Para as plantas com flores, os estágios iniciais da reprodução sexuada são sem dúvida os mais importantes. Ao nível da interação pólen-estigma, são tomadas decisões moleculares que determinam a "compatibilidade" dos parceiros que interagem. Tais decisões, se tomadas corretamente, evitam o desperdício de recursos que poderiam afetar a aptidão reprodutiva21. Assim, permitir que apenas pólen compatível efetue a fertilização é um componente importante para a manutenção de genótipos bem adaptados e, consequentemente, para o sucesso evolutivo das espécies.
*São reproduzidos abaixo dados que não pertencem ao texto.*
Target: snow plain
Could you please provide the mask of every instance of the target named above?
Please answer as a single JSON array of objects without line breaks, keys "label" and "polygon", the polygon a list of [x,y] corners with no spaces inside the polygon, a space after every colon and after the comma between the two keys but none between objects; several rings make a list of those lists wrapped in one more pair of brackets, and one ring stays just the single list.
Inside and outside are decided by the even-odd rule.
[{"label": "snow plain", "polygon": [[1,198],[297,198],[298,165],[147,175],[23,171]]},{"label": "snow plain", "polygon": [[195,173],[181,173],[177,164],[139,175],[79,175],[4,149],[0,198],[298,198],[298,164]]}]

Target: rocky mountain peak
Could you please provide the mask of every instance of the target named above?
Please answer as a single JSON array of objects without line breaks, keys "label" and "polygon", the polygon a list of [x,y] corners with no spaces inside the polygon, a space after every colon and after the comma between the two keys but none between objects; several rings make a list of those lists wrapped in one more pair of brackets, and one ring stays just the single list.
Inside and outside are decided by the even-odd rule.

As pesquisas realizadas com a planta-modelo A. thaliana têm sido extremamente valiosas para aprofundar o entendimento desse processo. Diversos estudos realizados nas últimas décadas têm revelado a presença de fatores no tegumento polínico que atuam no primeiro "checkpoint" de compatibilidade, onde o pólen ganha acesso à água estigmatizada para permitir a hidratação polínica13. Apesar desses primeiros insights sobre os mecanismos que regulam a compatibilidade pólen-estigma, ainda existem muitas lacunas em nossa compreensão desse processo. Até o momento, nenhum mutante de ligantes transmitidos por pólen ou receptores estigmatáticos conhecidos por afetar a hidratação polínica pode bloquear completamente a polinização compatível, sugerindo a presença de outros determinantes de hidratação polínica não descobertos. Por ser capaz de observar prontamente o fenótipo de interesse, o bioensaio de hidratação polínica aqui descrito é uma das técnicas mais simples para estudar potenciais mutantes que regulam a polinização.
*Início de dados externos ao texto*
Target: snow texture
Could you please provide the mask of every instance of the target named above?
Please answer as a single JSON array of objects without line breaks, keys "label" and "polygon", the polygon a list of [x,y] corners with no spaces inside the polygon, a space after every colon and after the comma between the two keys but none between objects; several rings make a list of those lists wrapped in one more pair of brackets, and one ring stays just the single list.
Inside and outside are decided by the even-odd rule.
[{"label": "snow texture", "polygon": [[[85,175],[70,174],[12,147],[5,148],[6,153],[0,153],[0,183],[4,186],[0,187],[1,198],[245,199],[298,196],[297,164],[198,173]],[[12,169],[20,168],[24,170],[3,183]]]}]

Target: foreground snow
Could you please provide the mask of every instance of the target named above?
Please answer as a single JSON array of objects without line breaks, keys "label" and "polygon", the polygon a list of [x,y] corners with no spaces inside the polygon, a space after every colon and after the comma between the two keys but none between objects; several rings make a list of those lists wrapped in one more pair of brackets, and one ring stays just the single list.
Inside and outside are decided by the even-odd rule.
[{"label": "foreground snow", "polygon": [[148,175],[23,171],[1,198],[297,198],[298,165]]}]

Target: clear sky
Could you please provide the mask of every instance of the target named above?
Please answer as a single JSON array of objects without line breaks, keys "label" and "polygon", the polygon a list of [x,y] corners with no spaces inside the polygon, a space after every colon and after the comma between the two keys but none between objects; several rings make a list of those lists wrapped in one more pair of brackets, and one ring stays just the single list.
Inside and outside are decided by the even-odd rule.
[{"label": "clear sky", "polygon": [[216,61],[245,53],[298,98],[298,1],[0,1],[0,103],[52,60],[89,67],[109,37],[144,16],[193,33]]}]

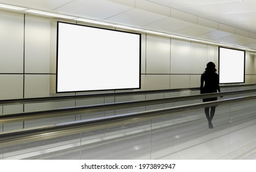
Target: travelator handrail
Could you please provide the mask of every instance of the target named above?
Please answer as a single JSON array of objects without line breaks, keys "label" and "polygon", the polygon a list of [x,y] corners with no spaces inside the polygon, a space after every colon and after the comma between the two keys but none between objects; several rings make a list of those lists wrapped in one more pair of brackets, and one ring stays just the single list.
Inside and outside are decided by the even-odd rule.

As metodologias existentes para medir a hidratação do pólen comumente utilizam polinizações em massa e relatam menos pontos de tempo 14,22,23, podendo, portanto, perder fenótipos importantes do perfilde hidratação sutil. Por exemplo, o estudo de Wang et al.13, juntamente com trabalhos sobre outros mutantes da proteína do revestimento polínico em nosso laboratório (observações não publicadas), revelaram diferenças intrigantes nos perfis de hidratação entre mutantes. Tais diferenças sutis podem conter pistas importantes para os mecanismos regulatórios subjacentes à polinização compatível.
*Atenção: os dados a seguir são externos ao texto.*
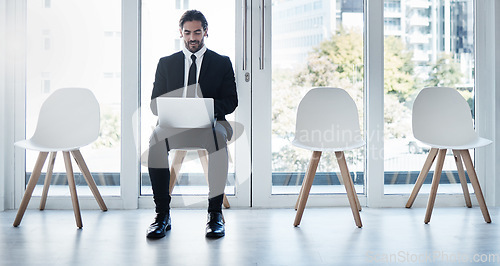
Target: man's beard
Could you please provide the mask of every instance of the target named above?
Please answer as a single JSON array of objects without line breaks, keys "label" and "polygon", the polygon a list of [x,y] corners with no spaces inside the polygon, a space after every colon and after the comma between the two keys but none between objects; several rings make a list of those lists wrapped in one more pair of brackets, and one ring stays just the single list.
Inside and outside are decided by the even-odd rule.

O método aqui descrito concentra-se na aquisição de números relativamente pequenos de medição entre linhagens mutantes e WT, com ênfase na precisão metodológica para reduzir a variação dentro dos conjuntos de dados. Embora este método seja altamente reprodutível (como mostrado na Figura 7), supondo que a temperatura e a umidade sejam adequadamente controladas, é importante coletar dados de hidratação para números quase iguais de WT e pólen mutante no mesmo dia para reduzir ainda mais o potencial de variação. Os dados podem ser agrupados em dias diferentes, se necessário. Além disso, a seleção das plantas de controle de WT apropriadas é vital para a correta interpretação dos resultados da hidratação. Para o receptor de pólen, a mesma linhagem de planta deve ser usada para receber tanto grãos de pólen de controle WT quanto de pólen mutante.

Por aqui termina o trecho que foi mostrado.